Molly pressed her cheek against his.
Her breath whispered like cat fur in the softness of his ear. "That was
beautiful. But the part about my hair is fiction. I'm a natural blonde."
He tilted her chin and smiled. "Are
you?" he asked, settling his lips over the hot volcano of her mouth. He
tasted the fiery sweetness of the crater. Stanley didn't let her go, but
prolonged the embrace until her interest exceeded his.
He felt her fumbling with the buttons
of her blouse. He had counted the buttons. There were three. And her lips
held him prisoner until the third was undone. At last she released him
from the kiss to press his face into the open front of her blouse.

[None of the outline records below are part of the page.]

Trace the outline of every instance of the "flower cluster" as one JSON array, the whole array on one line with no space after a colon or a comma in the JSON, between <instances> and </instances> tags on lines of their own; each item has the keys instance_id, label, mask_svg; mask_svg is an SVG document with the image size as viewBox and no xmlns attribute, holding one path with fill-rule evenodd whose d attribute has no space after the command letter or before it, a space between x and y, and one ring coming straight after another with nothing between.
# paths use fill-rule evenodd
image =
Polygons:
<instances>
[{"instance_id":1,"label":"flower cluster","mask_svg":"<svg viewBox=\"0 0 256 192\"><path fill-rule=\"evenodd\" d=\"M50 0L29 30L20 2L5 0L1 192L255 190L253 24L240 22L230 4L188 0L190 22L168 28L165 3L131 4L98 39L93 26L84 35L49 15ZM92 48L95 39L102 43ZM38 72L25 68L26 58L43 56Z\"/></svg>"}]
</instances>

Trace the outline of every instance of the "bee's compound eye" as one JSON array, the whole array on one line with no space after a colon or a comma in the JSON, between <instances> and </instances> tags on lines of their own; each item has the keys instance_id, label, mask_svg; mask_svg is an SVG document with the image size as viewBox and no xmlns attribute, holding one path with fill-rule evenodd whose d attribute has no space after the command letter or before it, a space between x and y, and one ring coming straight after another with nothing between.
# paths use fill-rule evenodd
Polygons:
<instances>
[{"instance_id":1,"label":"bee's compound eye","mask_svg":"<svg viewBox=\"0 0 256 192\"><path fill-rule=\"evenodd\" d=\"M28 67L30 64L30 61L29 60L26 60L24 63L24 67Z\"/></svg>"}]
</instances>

The nipples were erect like ripe plums on
the puddings of her breasts.
Stanley rolled her down on the couch and the
springs groaned under the weight of them both. She was a good woman, as
good as his first glimpse of her legs had promised. But she was wrong about
one thing--she wasn't a natural blonde.
When he finished, Stanley got up and discreetly
turned away to fill his pipe while Molly regained her composure. By the
time he'd finished tamping the last pinch of stringcut tobacco into the
bowl and had it well lit, she was dressed.
"Well, Molly, now do you understand what it
is to experience what you write?"
"No! I couldn't put down words for that. It's
too personal. I want to hide it."
"Hush, Molly. You're talking like a woman,
not a writer." Stanley selected a sheet of bond and cranked it into his
portable typewriter. He sat down and flexed his fingers over the keys.
"I'm a woman. But I also want to write. I
want to be immortal."
"But, my dear Molly! You are immortal. You
have become a part of my experience. You'll live forever." He typed a few
words on the paper. "Please excuse me. I must work."
"How can you do it now, when we just finished?"
"Guts." He continued typing.
"Will it bother you if I look over your shoulder
while you write?"
"Certainly not." He puffed at his pipe and
continued typing.
She moved behind his chair and looked at the
sheet of manuscript paper in the machine. She read the words left by the
pecking keys as they raced across the paper:
THE IMMORTAL MOLLY JONES
Her legs were the first things he noticed.
They were long, slender, curvy legs balanced on spike heels drilling twin
holes into his doormat. Flesh-colored hose grasped the curving ankles and
calves in a gossamer embrace held taut by garter hooks high on the swelling
thighs. The lumps of the hooks were visible beneath the clinging material
of her skirt. They were the only flaws in the smooth symmetry of leg that
swooped upward from delicate ankles to a generous and mobile pelvis.